Why I’m so grateful for my f*cking tragic life, and how it’s helping people like you


Let’s not beat about the bush here, everybody’s had a tough life. It was tough growing up, school bullying, your lover cheated on you, you lost your job, the economy sucks, the dog ate your kids homework… whatever. We can all claim hardship from life.

For those of you who are new to my blog or do not know me, I was in a car crash when I was five. I wasn’t expected to live from that, my two-year-old sister died, and my mum broke her neck in the same crash. I was paralysed and sustained a traumatic brain injury. Last year I had brain surgery to remove a tumour the size of a tennis ball, which meant I had to withdraw from running the London Marathon.

As tragic as life has been, through 32 years of putting the broken pieces of my world back together, I’ve experienced and done some epic things that I probably wouldn’t have done had it not been for the tragedies. You’ve probably heard the aphorism: “What doesn’t kill you, makes you stronger.”? Well, I’ll drink to that one.

It is through life’s experiences that we learn and grow. A child learns not to touch the stove top when the ring is red because it burns, for example. If we don’t know what it feels like to be sad, it is hard to appreciate what it feels like to be happy.

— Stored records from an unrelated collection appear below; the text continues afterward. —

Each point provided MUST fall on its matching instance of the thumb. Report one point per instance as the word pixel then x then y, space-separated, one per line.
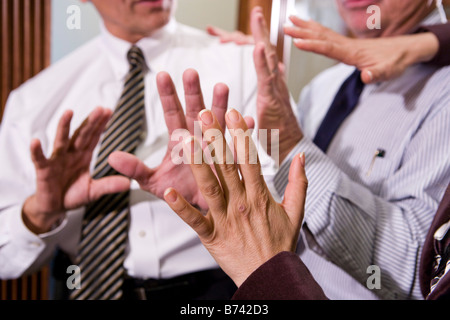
pixel 295 194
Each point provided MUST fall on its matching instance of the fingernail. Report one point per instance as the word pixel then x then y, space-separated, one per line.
pixel 193 144
pixel 206 117
pixel 170 195
pixel 233 115
pixel 302 159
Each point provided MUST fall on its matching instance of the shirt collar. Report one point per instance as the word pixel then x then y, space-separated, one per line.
pixel 116 49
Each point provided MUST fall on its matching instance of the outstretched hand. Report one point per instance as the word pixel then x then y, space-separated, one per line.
pixel 274 108
pixel 244 226
pixel 63 181
pixel 172 173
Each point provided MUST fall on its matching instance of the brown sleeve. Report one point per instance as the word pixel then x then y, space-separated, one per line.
pixel 442 32
pixel 284 277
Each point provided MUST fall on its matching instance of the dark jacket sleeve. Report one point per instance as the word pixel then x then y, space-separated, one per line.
pixel 442 289
pixel 442 32
pixel 284 277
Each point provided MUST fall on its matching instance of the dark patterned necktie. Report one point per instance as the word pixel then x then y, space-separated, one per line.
pixel 105 225
pixel 345 101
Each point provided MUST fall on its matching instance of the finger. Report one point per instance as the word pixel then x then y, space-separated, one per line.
pixel 312 25
pixel 193 97
pixel 220 103
pixel 295 194
pixel 261 33
pixel 187 213
pixel 205 178
pixel 215 31
pixel 37 155
pixel 129 165
pixel 62 132
pixel 326 48
pixel 222 156
pixel 173 112
pixel 300 33
pixel 108 185
pixel 246 151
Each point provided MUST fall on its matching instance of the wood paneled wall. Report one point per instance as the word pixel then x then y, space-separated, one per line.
pixel 25 50
pixel 25 42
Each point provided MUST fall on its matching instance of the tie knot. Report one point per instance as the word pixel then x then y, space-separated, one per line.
pixel 136 57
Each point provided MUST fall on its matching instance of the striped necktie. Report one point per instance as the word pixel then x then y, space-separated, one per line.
pixel 343 104
pixel 101 251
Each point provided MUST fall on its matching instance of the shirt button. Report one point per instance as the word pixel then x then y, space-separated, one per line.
pixel 35 244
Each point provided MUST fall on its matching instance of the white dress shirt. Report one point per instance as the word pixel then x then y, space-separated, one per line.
pixel 363 210
pixel 160 244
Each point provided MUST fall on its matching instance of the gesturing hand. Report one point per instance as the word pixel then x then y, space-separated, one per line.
pixel 169 173
pixel 274 109
pixel 244 226
pixel 63 181
pixel 378 59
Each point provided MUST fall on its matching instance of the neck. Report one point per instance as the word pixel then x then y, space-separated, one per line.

Through all these extraordinary experiences I have learnt things that cannot be gained from sitting in a lecture hall, or reading a book. Nothing has ever been easy for me, and sometimes I get angry that things have been easier for other’s who have not had the hardships I've had. Underneath all that though, I have probably gained more knowledge and wisdom from being catapulted down the road of hard knocks, than someone who has strolled merrily along comfort avenue.

It’s only natural to feel a tad bit envious of someone who gets what you want easier than you. If everything was handed to you on a plate, life would be boring after a while. A diamond is formed under the Earth’s pressure. A strong person is created through Life’s pressure, which commonly gets called stress.

I wrote my second book about stress, namely post-traumatic stress, aka PTSD. Lots of people have said how that book has helped them, or how they bought it to help someone else cope with PTSD, but it related to them too. Everyone has stress in their life, in fact, some stress is good for you.

Without my life going the way it has, I never would have written, How To Heal From Trauma And PTSD: Your Ultimate Guide To Becoming The Person You Want To Be, a book that arouse through my own dealings of struggle, which is now helping people. I’ve had to learn many strategies to manage what life has thrown at me – the best way to play the hand life has dealt me. If you want to learn to play your poker hand better, how do you do that; by playing the game and learning through experience. If you don’t play the game, you’ll never learn how to win.

The whole point is that I want you to appreciate the hard times just as much as the good times. People spend a lot of time wallowing in self-pity, or complaining that life is not the way it should be. If people asked themselves, “What can I learn from this?” and then spend energy on that, we’d all benefit.

A guy asked me the other day, “Why do you go to the gym so much, and keep so fit? I hate going to the gym, but I need to.” My reply was that since the age of five I’ve always gone to physio therapy to learn to walk and move again, the gym is a progression of that, and it’s what I’ve always done. He responded by saying, “So life has done that to you?” And I replied, “Yes.”

Every downside has an upside, if you know how to work it. You just have to look, and love the hand you were dealt.